The protagonists here are a fine and mismatched pair assembled out of fabric, feathers, and thousands of meticulous stitches: a handsome wolf, mounted like a trophy against copious dun-colored drapery, all shaggy jowls and pricked ears and yards and yards of crocheted and jeweled blood lolling out of his damask-tongued mouth; and the parrot princess, mounted against a field of chinoiserie on a knitted and sequined branch, with her pert, inquisitive head poking dearly out of a tartan ruffled collar.

There is also a vast, pristine topography suggested by an enormous chandelier of white pompoms, clustered and draped and spectacular, hung over a white braided rag rug. This is the snow of the artist's fantasy, and its bridal purity seems to call out for the blood that drips from the wolf's mouth. These three works triangulate in interesting, unexpected, but absolutely logical ways, although they are installed in a way I can't quite parse--instead of the wolf and the parrot separated by the field of snow, the princess is set off to the side, perhaps a little longingly.

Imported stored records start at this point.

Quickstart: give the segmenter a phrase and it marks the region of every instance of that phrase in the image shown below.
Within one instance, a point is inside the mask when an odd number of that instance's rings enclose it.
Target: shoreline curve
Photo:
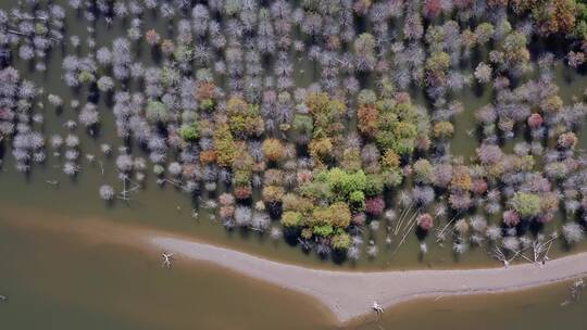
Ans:
[[[509,268],[363,272],[305,268],[172,237],[151,236],[148,243],[310,295],[340,323],[372,312],[374,301],[389,308],[419,297],[519,291],[587,275],[587,252],[552,259],[544,267],[520,264]]]

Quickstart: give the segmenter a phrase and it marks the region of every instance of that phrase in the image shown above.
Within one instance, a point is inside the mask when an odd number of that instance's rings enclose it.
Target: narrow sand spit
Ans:
[[[390,307],[414,297],[514,291],[587,275],[587,253],[550,261],[542,267],[354,272],[287,265],[176,238],[151,237],[151,243],[316,297],[340,322],[370,313],[374,301]]]

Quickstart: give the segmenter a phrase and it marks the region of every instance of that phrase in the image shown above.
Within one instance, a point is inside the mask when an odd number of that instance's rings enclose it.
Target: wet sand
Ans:
[[[378,272],[312,269],[139,226],[113,224],[99,218],[70,219],[65,224],[39,220],[37,212],[21,210],[18,213],[18,221],[11,221],[12,225],[83,237],[87,244],[110,242],[126,245],[145,250],[153,256],[163,251],[174,252],[175,263],[184,264],[189,259],[210,263],[252,279],[307,294],[328,308],[339,322],[373,313],[371,306],[374,301],[388,308],[419,297],[516,291],[587,275],[587,252],[550,261],[544,267],[522,264],[508,269],[500,267]]]
[[[557,258],[542,267],[528,263],[509,268],[357,272],[287,265],[164,236],[153,236],[149,241],[162,250],[174,252],[179,258],[213,263],[313,296],[326,305],[340,322],[372,313],[374,301],[388,308],[416,297],[516,291],[587,275],[587,253]]]

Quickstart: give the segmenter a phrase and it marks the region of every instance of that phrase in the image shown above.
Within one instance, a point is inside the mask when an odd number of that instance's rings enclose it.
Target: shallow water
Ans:
[[[584,329],[569,283],[519,293],[408,302],[335,326],[311,299],[208,264],[161,267],[148,250],[61,230],[67,221],[0,216],[0,320],[7,329]],[[51,221],[51,225],[39,225]],[[35,225],[35,223],[37,223]],[[59,224],[55,226],[54,224]],[[71,224],[70,224],[71,225]]]
[[[0,8],[13,1],[0,0]],[[165,31],[163,22],[146,20],[146,26],[157,26]],[[122,26],[107,30],[97,25],[98,47],[112,40],[113,33]],[[68,29],[85,37],[85,27],[76,20],[68,21]],[[65,48],[68,51],[67,48]],[[143,48],[143,61],[149,51]],[[48,72],[28,71],[26,77],[49,93],[66,100],[84,99],[66,88],[59,76],[62,50],[57,50],[48,63]],[[152,62],[151,62],[152,63]],[[312,65],[300,60],[304,72],[297,74],[297,84],[308,85],[315,75]],[[557,82],[565,104],[573,96],[582,96],[586,84],[583,77],[555,68]],[[477,143],[467,134],[474,127],[474,112],[489,102],[489,93],[480,96],[464,92],[458,99],[465,111],[455,118],[455,135],[451,141],[453,154],[465,160],[475,154]],[[97,138],[89,138],[78,129],[84,153],[99,154],[100,143],[120,142],[113,131],[114,123],[105,100],[100,101],[102,126]],[[75,112],[68,106],[57,115],[52,106],[43,110],[46,132],[64,134],[62,126]],[[579,136],[579,145],[587,147],[587,135]],[[4,142],[4,148],[7,148]],[[10,153],[10,150],[5,150]],[[59,233],[11,225],[18,218],[3,212],[4,207],[43,211],[41,220],[62,221],[97,217],[158,228],[190,236],[200,240],[259,254],[273,259],[339,268],[329,261],[305,255],[299,248],[283,241],[273,242],[257,232],[227,232],[209,219],[205,210],[198,210],[199,217],[191,217],[198,201],[191,201],[174,187],[158,188],[154,178],[147,180],[147,188],[133,195],[129,204],[115,202],[107,205],[98,198],[100,185],[118,183],[113,160],[103,164],[89,164],[82,157],[83,173],[75,179],[66,177],[55,166],[60,163],[49,156],[42,167],[35,167],[29,177],[14,170],[11,157],[0,174],[0,294],[9,302],[0,303],[0,325],[7,329],[334,329],[329,315],[315,302],[299,294],[286,292],[265,283],[250,280],[209,265],[176,263],[167,271],[161,268],[157,255],[126,246],[91,243],[73,234]],[[104,173],[102,175],[101,167]],[[59,186],[47,183],[58,180]],[[117,187],[120,188],[120,187]],[[37,216],[36,216],[37,217]],[[41,218],[41,216],[38,216]],[[63,221],[63,226],[67,223]],[[428,254],[420,257],[419,241],[409,236],[397,254],[386,250],[383,233],[377,242],[380,254],[374,261],[363,257],[350,269],[382,268],[450,268],[497,266],[486,251],[473,249],[457,258],[447,244],[438,249],[428,238]],[[558,246],[551,256],[567,253]],[[575,251],[587,249],[587,243]],[[442,297],[402,304],[386,312],[379,322],[369,316],[349,329],[553,329],[564,323],[566,329],[585,329],[587,301],[580,300],[566,307],[560,303],[569,299],[569,284],[557,284],[515,294],[476,297]],[[424,317],[423,317],[424,316]]]

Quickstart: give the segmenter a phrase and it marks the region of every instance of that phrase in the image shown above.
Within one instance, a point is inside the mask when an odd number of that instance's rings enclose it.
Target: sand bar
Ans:
[[[373,313],[374,301],[388,308],[415,297],[515,291],[587,275],[587,253],[549,261],[541,267],[528,263],[509,268],[358,272],[288,265],[171,237],[154,236],[150,243],[311,295],[326,305],[340,322]]]

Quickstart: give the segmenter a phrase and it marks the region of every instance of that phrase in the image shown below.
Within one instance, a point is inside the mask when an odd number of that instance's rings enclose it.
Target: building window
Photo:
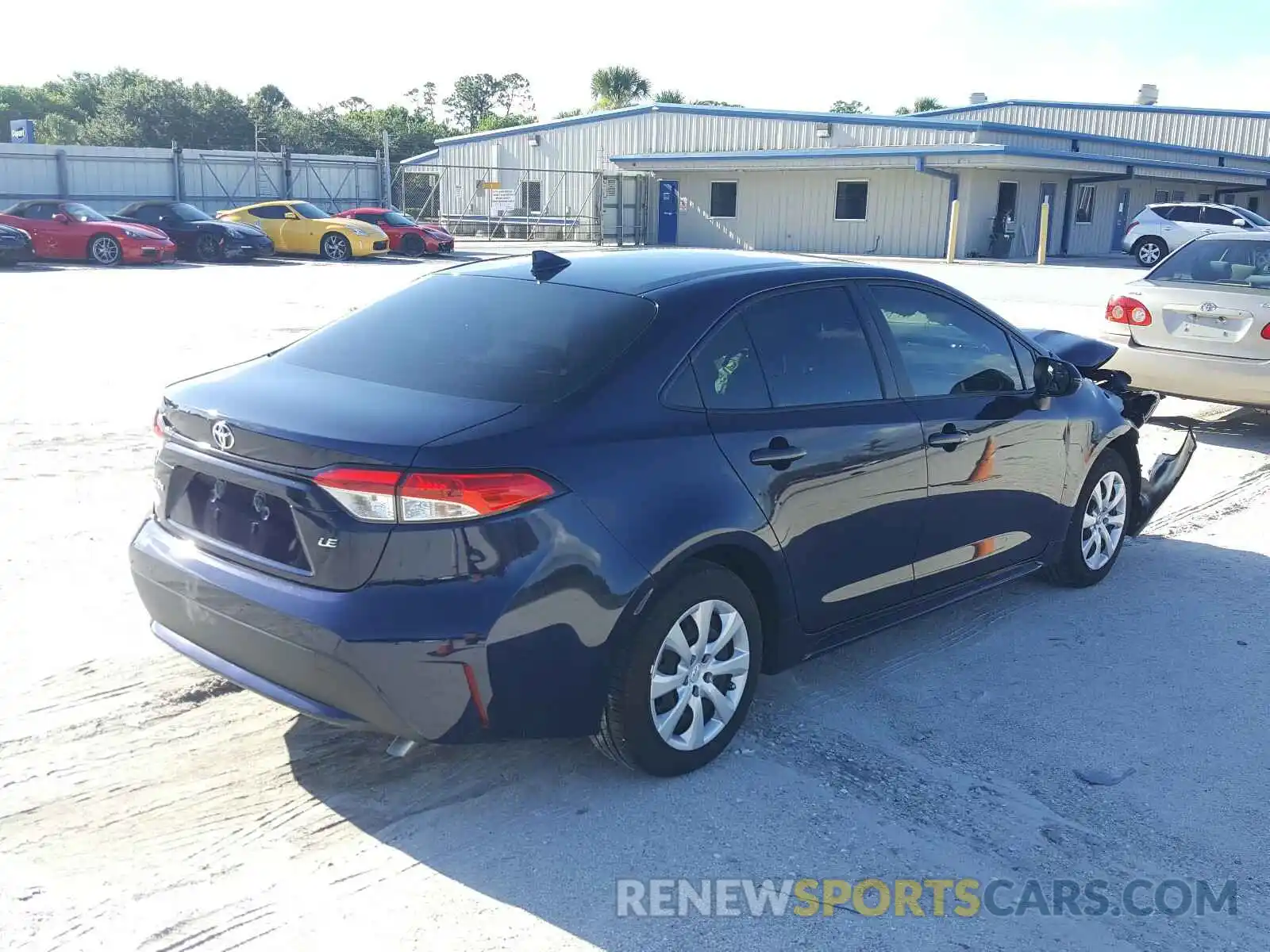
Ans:
[[[710,217],[735,218],[737,217],[737,183],[711,182],[710,183]]]
[[[1076,223],[1088,225],[1093,221],[1093,185],[1081,185],[1076,195]]]
[[[542,211],[542,183],[541,182],[522,182],[521,183],[521,208],[527,212],[541,212]]]
[[[869,183],[839,182],[833,202],[834,221],[864,221],[869,217]]]

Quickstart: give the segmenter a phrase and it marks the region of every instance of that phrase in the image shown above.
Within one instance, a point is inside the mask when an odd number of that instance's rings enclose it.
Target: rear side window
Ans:
[[[692,358],[701,397],[710,410],[766,410],[772,405],[754,341],[738,315]]]
[[[278,359],[428,393],[550,404],[598,380],[655,316],[657,305],[630,294],[441,273]]]
[[[772,294],[743,316],[775,406],[881,400],[869,339],[842,288]]]

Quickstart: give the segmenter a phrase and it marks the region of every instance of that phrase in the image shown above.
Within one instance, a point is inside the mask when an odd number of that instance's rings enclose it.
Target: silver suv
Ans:
[[[1219,231],[1270,231],[1270,221],[1237,204],[1166,202],[1148,204],[1129,223],[1120,249],[1154,268],[1191,239]]]

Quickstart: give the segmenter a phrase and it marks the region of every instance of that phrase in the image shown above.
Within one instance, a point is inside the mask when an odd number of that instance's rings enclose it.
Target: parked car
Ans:
[[[0,225],[0,268],[9,268],[18,261],[34,258],[30,235],[10,225]]]
[[[417,222],[392,208],[351,208],[340,218],[357,218],[375,225],[389,236],[389,248],[409,258],[443,255],[455,250],[455,237],[439,225]]]
[[[0,212],[0,225],[30,235],[36,258],[114,265],[170,261],[177,254],[177,245],[157,228],[110,221],[81,202],[18,202]]]
[[[328,261],[348,261],[389,253],[389,236],[376,226],[338,218],[310,202],[259,202],[217,212],[216,217],[260,228],[273,240],[273,248],[279,254],[321,255]]]
[[[1106,307],[1109,364],[1152,390],[1270,407],[1270,232],[1201,235]]]
[[[177,254],[194,261],[234,261],[273,254],[273,241],[260,228],[216,221],[188,202],[133,202],[113,221],[150,225],[177,244]]]
[[[1200,235],[1262,231],[1270,221],[1237,204],[1214,202],[1168,202],[1148,204],[1132,222],[1120,242],[1143,268],[1153,268],[1191,239]]]
[[[132,572],[170,646],[392,751],[594,735],[677,774],[761,671],[1101,581],[1195,448],[1142,476],[1160,397],[1113,352],[871,265],[460,265],[169,387]]]

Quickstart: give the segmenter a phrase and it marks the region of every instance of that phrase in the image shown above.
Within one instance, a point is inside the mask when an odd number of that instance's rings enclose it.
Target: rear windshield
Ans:
[[[1148,281],[1270,287],[1270,241],[1199,239],[1161,261]]]
[[[442,273],[277,359],[429,393],[550,404],[598,378],[655,314],[652,301],[629,294]]]

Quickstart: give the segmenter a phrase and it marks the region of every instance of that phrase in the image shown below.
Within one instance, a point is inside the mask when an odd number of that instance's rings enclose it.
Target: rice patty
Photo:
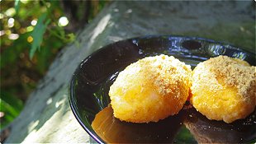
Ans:
[[[255,73],[255,67],[227,56],[202,62],[192,72],[191,103],[209,119],[244,118],[256,105]]]
[[[191,74],[190,66],[173,56],[147,57],[131,63],[110,87],[114,116],[149,123],[178,114],[188,97]]]

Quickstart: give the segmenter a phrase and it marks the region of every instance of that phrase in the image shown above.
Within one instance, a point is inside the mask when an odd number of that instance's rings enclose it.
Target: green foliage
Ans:
[[[29,94],[46,73],[58,52],[68,43],[75,42],[75,34],[58,25],[59,18],[65,16],[61,2],[0,2],[0,129],[20,114]],[[90,18],[93,18],[105,3],[96,0],[89,7],[79,7],[80,20],[86,8],[93,13],[90,14]],[[73,25],[70,22],[67,26]]]
[[[45,20],[46,18],[47,13],[43,13],[40,17],[35,26],[35,30],[33,30],[31,36],[33,38],[32,47],[30,51],[30,58],[31,59],[34,56],[34,53],[36,49],[39,49],[40,44],[43,40],[44,34],[46,30],[46,27],[50,23],[50,20],[48,19],[45,22]]]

In the last year or so, Greer's sculptures have moved from inhabiting vague although vivid fantastical realms to this more structured world of fairy tales of the artist's own invention. Where before there were tiers of animals--with intricately jeweled bottoms and rosy rectums--clustered for a reason not discernible around a single point, or a flamingo-like structure cantilevered off a wall, now there is a narrative, like this one, and like the performance work Greer debuted last summer at Thread's Fashion Is Art, a silent-film-style work about a bear that discovers it's actually a bird (with gorgeous costumes, as you might expect).

Greer's work never lacked narrative, which is to say that its absence didn't detract one whit from the work's power or theatricality, but the addition of narrative has had an interesting effect: The story abstracts the animals, turning them into archetypes. This, of course, is a paradox, because Greer is hardly trafficking in banalities (the tale she imagines is rather stunningly honest about appetites and cruelty and devotion), but it is a paradox that her work is quite comfortable with: the atypical archetype. It is only one in a series of contrasts that animate her work: between homeliness and glitz, love and violence, the decorative and the meaningful.

Greer's installations avoid the saccharine, although she freely makes use of saccharine elements. There's a toughness that sidesteps the implications of prettiness, sequins, ruffles, sewing, love. In an interview a few years ago, I asked Greer about the tension between the femininity of sewing and the obvious masculine elements in her work--such as a horse, from that era, with enormous lace testicles--and she said, "The way I sew is not really feminine. I joke around that I sew like a bachelor, like I'm sewing a button on. I sew like a man." The sewing, in other words, is not marshaled toward an act of love, as it is assumed to be in "women's work." In a pair of Greer's Victorian-ish confections off to the side of the main installation--they look like urns decked out for mourning--the balance tips more to morbid, a kind of superhuman effort applied to the gloomy rather than the pretty.

Greer's two-dimensional works shown here are less convincing: fabric stretched over frames in heraldic and decorative shapes, each surrounded by a ruffle, and with a collage assembled on it, with printed silhouettes of parrots, wolves, and other more or less relevant shapes. These lose the specificity of the tale, are too emblematic--they fail in roughly the same way that some of Matthew Barney's sculptures fail relative to his spectaculars: They feel like souvenirs. Never mind: The power of the three main sculptures carries the show.